The coal industry is poised to score a rare victory over the Obama administration in the fight over the Export-Import Bank.
Both of the working proposals in the House and Senate to renew the bank’s charter would reverse Ex-Im guidelines that prevent financing for overseas power plants that decline to adopt greener technology.
{mosads}Bank officials adopted the policies, which included exemptions for the world’s poorest nations, in December amid the Obama administration’s broader push to address climate change.
Up until now, coal-state Democrats such as Sen. Manchin (D-W.Va.) have lacked political leverage to fight back.
But that’s changing thanks to the looming Sept. 30 deadline to reauthorize the 80-year-old bank. Opponents of the power plant guidelines are seizing on the time crunch to win concessions.
A reversal of the rules would give coal a boost at a time when they say their industry is under siege from Obama administration regulations that would limit carbon emissions from power plants.
Manchin spokeswoman Katie Longo confirmed to The Hill that the senator wants to expand Ex-Im financing for coal-fired plants abroad.
Critics of the Ex-Im rules argue America is the country best equipped to export clean coal technology, and argue limiting the coal industry’s exports would only worsen the climate change problems that Obama is seeking to address.
Conservative critics of Ex-Im’s are blasting the coal industry’s involvement in the reauthorization push, saying it fits into their argument that the bank is “corporate welfare.”
“Coal’s predictable role in this debate serves to highlight one thing: while Democrats may fight amongst themselves over which industry should be the recipient of corporate welfare, the party has no principled opposition to corporate welfare,” said Heritage Action spokesman Dan Holler.
Tea Party groups such as Heritage are fighting to have Ex-Im abolished, and are putting heavy pressure on Republicans to reject the charter ahead of the midterm elections.
The coal provisions could provide cover for some Republicans to support the bill.
Rep. Shelley Moore Capito (R-W.V.) — who has previously voted to reauthorize Ex-Im and is running for Senate this year — cited the coal regulations last month in dropping her support for the bank.
“For the last two years, the Export-Import Bank has joined the Obama administration’s assault on our nation’s coal industry,” Capito said. “This is another example of this administration’s intent to pick winners and losers in our economy, and I can no longer support the reauthorization of the Export-Import Bank.”
A source who has seen a draft of the Manchin legislation said the bill would reauthorize the bank for five years, while increasing its credit-exposure limit from $140 billion to $160 billion.
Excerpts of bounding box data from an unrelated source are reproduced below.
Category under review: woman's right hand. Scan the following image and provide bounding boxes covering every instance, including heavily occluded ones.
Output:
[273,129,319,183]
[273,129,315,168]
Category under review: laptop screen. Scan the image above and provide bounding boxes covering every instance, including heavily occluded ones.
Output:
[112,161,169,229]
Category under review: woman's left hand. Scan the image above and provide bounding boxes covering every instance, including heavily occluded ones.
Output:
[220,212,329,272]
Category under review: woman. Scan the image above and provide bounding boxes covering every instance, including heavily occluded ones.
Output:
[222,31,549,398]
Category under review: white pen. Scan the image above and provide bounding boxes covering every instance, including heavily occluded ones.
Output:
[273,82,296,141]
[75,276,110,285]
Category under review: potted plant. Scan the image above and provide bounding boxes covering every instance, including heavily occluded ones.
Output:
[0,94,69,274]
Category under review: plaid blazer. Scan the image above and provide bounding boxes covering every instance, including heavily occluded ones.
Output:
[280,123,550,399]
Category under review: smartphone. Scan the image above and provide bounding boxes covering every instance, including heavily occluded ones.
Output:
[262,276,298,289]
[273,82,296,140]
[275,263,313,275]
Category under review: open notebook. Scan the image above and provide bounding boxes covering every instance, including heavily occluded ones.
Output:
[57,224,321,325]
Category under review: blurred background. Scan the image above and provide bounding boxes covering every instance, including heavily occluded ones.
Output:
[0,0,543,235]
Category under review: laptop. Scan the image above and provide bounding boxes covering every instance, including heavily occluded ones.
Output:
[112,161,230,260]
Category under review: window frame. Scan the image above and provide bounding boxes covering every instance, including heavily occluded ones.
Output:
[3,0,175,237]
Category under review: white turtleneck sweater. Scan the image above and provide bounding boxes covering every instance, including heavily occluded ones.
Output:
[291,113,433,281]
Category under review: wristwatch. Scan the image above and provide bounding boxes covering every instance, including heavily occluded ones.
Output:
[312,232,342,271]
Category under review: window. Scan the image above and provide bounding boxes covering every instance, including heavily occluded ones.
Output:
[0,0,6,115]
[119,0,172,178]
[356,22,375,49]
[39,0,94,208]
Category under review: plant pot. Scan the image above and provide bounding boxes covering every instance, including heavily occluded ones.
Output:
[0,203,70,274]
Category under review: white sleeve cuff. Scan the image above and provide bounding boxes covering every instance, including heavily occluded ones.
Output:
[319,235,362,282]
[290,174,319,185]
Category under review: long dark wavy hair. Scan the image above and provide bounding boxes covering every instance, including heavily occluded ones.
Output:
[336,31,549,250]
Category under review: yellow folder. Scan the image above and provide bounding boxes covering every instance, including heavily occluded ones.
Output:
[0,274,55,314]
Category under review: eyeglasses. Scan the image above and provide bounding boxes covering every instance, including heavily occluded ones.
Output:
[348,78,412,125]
A House working draft of legislation put forth by retiring-Rep. John Campbell (R-Calif.), in contrast, is only a three-year reauthorization and would lower the credit-exposure limit to $95 billion.
Both bills include the coal provisions.
Rep. Denny Heck (D-Wash.) has pushed reauthorization proposal with bipartisan support that lacks coal provisions, howver.
Manchin’s bill would ensure that companies seeking Ex-Im financing are not human rights abusers, and require that transactions on state-owned enterprises pass a strategic review that assesses the impact on the U.S. economy, according to the source.
“If we are truly committed to protecting our global environment, the U.S. should lead the world in clean coal technology and export that technology to the rest of the world,” Manchin said in a statement.
Manchin is working behind the scenes to build support for the legislation.
He reached out to Sen. Heidi Heitkamp (N.D.), another coal-state Democrat, for her thoughts on including a coal provision in the Ex-Im reauthorization bill, according to a Heitkamp aide, who said she supported the provision.
“I don’t agree with the new guidelines the Export-Import Bank recently adopted on coal-fired power plants,” Heitkamp told The Hill.
She added: “As I’ve been very clear that we need a viable path forward for coal and the new policies fail to recognize the role coal will continue to play in the world energy mix, in particular in developing countries.”
Luke Popovich, a spokesman for the National Mining Association (NMA), said that Ex-Im’s current anti-coal policies are costing the U.S. jobs while helping China.
“The bank denies these economic and employment opportunities to the US and hands the business and the employment on a platter to China,” Popovich said.
He added: “If the bank removed its ideological blinders, it could incentive more efficient mining practices and the spread of advanced coal technologies and grow our economy at the same time.”